A $100 prix fixe lets you pick one dish from the three sections of almost raw, barely touched and lightly cooked selections; the fourth course is dessert. I started with the four ways of fluke, from simple to complex combinations. Ceviche is easy to make but it’s even easier to mess up. With Le Bernardin’s take, I just wanted to slurp the sauce and soup from each bowl. A 2003 Slovakian Riesling from Chateau Bela was crisp and a good match. I couldn’t pass up the warm uni custard with julienned sisho leaves because I’ve just never had sea urchin prepared like it before. The two fresh unis on top reminded me of that ocean flavor I always crave. It was barely detectable from the custard–the right amount of uni-ness. For my main course, I went for the pan-roasted monkfish with confit peppers, patatas bravas and chorizo emulsion. I didn’t really understand why it was called a tribute to Gaudí except for its Catalan ingredients. Perhaps it was the striped garnish, the simple lines. A glass of Pessac-léognan from Château Smith Haut Lafitte was, for lack of a less pretentious word, exquisite. My dessert consisted of warm peaches topped with strawberries and drizzled with honey.

We had a very early table and we dined with the demographic we’ve gotten used to seeing around us–we seem to travel to destinations and reserve restaurants “adults” frequent–so we were mostly treated by the staff as if we’ve been dining there for years. The service was neither short nor exceptional. What surprised me, however, was how old-fashioned Le Bernardin was. The entire room buzzed as it approached the more popular dinner time but it could use a little oomph in decor and lighting to match Chef Eric Ripert’s eclectic menu.

4 thoughts on “Le Bernardin”

  • 1
    famdoc on October 17, 2006

    I’ve photographed meals at less ritzy joints than Le Bernardin, but couldn’t imagine doing so there. Bravo for your chutzpah!

    We visit Le B every year for our anniversary and hold it in highest esteem. There isn’t another joint in NY that tops Le Bernardin for inventive seafood and quality service.

    I would recommend the lesser-priced tasting menu (all diners at a table must order it).
    I believe it is only $25 more than the prix-fixe and gives you tastes of a variety of Chef Ripert’s creations. Used to be the disparity in price between the prix-fixe and the tasting menu was alot more. Also, the wine-paired tasting menu is a great deal.
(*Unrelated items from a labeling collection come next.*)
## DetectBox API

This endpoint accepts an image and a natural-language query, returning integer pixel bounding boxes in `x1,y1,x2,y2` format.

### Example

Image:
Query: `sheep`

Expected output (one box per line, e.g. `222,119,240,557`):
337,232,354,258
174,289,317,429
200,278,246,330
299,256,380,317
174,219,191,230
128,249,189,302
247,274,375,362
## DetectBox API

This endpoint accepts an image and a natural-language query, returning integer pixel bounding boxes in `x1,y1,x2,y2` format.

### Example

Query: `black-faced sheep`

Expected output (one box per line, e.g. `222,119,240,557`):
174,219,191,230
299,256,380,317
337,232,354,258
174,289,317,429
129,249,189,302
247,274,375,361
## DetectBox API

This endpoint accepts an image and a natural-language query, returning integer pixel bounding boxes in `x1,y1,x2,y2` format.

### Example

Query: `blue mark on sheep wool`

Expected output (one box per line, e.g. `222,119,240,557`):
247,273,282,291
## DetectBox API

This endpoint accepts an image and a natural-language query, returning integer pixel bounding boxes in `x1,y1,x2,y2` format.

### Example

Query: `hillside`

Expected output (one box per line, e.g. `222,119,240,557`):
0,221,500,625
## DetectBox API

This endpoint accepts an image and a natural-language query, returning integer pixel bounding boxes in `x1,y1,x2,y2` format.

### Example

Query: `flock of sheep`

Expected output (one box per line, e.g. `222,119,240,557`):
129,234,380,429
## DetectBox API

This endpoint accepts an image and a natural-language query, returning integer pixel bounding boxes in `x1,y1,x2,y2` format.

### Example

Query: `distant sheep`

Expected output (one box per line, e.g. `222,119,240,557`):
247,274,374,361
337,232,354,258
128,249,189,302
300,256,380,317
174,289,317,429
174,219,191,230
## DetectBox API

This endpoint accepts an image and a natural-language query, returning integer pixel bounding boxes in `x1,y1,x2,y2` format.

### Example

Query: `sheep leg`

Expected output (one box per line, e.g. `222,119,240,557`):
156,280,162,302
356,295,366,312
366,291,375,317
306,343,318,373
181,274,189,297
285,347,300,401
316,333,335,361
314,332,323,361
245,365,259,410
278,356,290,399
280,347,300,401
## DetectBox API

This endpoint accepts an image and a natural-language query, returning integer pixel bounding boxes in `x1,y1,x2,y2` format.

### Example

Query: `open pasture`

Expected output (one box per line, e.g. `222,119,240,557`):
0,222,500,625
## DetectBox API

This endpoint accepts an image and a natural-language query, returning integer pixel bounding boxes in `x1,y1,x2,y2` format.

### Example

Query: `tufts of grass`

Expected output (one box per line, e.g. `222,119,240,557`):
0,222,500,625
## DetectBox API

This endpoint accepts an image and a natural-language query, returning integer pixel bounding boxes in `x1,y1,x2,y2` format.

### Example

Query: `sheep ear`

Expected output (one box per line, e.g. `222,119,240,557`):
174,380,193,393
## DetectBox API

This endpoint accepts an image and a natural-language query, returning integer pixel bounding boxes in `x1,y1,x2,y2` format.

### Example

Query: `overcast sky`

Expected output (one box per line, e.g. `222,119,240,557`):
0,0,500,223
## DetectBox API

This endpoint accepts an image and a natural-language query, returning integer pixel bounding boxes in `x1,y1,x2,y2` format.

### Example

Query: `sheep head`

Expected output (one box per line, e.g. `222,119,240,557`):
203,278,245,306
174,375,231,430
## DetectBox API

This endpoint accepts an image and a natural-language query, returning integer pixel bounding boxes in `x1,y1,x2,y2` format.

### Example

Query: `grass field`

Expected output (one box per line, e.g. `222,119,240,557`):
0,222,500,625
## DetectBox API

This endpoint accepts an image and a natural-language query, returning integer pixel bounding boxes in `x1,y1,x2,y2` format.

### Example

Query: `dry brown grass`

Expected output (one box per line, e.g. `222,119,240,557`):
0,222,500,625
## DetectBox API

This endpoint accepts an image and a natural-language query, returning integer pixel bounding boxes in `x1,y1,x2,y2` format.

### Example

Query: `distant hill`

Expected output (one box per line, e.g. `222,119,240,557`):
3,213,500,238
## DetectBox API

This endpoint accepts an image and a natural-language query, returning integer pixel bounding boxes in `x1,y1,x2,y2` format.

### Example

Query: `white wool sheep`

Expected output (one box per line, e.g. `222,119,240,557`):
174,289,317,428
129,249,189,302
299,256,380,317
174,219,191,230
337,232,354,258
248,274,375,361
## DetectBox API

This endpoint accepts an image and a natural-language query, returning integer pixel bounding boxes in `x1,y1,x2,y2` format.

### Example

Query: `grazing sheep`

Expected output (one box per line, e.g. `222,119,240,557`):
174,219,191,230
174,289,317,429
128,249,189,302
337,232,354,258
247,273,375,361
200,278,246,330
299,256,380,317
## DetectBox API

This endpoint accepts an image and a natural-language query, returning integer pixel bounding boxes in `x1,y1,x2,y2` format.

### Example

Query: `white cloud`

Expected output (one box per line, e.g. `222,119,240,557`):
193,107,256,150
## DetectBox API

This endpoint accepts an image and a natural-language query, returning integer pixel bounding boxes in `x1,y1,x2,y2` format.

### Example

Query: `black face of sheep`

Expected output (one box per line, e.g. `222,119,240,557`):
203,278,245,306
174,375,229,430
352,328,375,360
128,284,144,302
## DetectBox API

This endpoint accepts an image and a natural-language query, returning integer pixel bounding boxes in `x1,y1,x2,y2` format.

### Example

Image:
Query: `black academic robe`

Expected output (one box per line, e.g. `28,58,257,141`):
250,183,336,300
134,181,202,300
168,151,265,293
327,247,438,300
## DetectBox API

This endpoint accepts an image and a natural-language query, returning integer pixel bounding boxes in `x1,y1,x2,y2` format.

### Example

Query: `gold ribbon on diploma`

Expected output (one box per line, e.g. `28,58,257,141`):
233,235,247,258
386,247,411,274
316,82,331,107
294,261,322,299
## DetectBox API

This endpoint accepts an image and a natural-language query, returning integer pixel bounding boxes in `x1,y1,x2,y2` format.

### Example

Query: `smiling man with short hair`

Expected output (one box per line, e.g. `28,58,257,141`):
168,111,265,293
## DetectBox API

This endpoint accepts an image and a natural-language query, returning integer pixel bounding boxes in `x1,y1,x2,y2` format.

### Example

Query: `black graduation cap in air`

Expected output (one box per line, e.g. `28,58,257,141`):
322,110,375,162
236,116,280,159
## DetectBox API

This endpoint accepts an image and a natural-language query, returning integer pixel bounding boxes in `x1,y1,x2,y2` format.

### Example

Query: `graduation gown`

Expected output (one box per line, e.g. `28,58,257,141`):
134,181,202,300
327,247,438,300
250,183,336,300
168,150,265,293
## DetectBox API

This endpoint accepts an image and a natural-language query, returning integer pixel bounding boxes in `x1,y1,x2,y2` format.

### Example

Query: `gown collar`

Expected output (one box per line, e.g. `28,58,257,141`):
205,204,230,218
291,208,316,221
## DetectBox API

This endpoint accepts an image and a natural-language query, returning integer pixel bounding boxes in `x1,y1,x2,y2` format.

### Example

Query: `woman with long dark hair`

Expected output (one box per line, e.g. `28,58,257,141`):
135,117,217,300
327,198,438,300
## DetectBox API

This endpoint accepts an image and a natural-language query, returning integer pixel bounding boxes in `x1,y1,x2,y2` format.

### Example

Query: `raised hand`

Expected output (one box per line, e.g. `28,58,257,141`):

    Are those stemless wine glasses? I’ve seen them in stores but never drank from them.

  • 2
    cia on October 17, 2006

    Stemless wine glasses indeed. Even the serviceware matched the nouveau menu but the interior design.

  • 3
    famdoc on October 18, 2006

    Oh, and the artwork. Gilbert and Maguy Le Coze, the founders of Le Bernardin, scoured the best galleries and auctions in France to create a wonderful ambience. Scan the paintings and imagine yourself enjoying an assiette des fruits de mer in a seaside brasserie in Brittany. That jolly, rotund fisherman in his orange/red sweater…the nautical view of St. Malo. Even the mens’ room has incredible art. Le Bernardin is to be savored by all the senses.

  • 4
    G. on October 18, 2006

    went to le bernardin a few years back when zagat was big and we would try the top five restaurants on their list – obviously le bernardin was one of them that year.

    i absolutely loved my meal there but the most memorable thing for me was the service. it was great – too great in fact that i started avoiding eye contact with the servers just coz as soon as one of them thought we needed something, five of them appeared by our table. we were treated like kings (and queens).